Thanks for your reply. I didn't word my post properly, well left out what I was looking to accomplish. Vacuum application.
I'm looking for the rate the material will be picked up per min lets say. My vacuum can handle 150cfm @ 7000fpm thru a 2" line. My material is 100# per cubic foot.
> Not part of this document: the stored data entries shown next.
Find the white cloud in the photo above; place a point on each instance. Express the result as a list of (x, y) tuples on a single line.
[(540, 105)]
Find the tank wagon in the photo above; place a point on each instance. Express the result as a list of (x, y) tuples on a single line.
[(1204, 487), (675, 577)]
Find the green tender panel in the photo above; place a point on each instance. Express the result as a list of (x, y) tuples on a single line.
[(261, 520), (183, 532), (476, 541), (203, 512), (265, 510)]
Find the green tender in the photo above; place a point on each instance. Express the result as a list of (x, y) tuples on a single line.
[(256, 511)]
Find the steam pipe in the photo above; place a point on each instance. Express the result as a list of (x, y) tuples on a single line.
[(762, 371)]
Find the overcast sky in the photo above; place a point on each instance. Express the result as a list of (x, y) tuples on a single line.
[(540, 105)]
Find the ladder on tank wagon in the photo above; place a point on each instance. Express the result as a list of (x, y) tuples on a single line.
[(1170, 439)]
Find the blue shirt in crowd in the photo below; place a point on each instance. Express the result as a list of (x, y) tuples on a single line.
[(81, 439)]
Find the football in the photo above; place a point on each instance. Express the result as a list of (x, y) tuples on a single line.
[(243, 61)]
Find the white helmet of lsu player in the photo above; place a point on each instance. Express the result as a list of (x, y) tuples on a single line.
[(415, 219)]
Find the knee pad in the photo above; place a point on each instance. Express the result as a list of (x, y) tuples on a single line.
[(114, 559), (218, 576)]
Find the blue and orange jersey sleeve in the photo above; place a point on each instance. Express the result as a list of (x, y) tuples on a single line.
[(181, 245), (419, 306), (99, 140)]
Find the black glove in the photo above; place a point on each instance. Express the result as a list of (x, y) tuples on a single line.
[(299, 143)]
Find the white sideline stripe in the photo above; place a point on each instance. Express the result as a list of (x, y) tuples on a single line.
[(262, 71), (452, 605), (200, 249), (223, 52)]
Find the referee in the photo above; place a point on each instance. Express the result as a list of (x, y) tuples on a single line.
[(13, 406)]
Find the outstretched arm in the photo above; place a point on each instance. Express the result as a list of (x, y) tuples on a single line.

I know the vac can pick up the material, just not the rate it will pick it up.
 
Would 23.33#/min be more realistic?
35[cu.ft(air)/lb(material)]*100lb/cu.ft(material)/150cfm(total flow rate) ?
 

150 CFM (air)/[35 cf(air)/lb(material)* 100 lb/Cu.Ft (material)] = 0.043 CFM (material)
 
Thanks for the reply again.
.043 cfm (material) seems really low. That means it would take nearly 3 hours to fill a 55 gallon drum.
 
If you need approx 35 Cu.Ft of air to handle 1 lb of material, you need 35 Cu.Ft of hair to handle 1/100= 0.01 Cu.Ft of material (being your material density 100 lb/Cu.Ft).

So 1 Cu.Ft of air can handle 0.01/35 =0.000286 Cu.Ft of material.

Being your air flow rate 150 CFM you can handle 0.000286*150=0.043 CFM of material.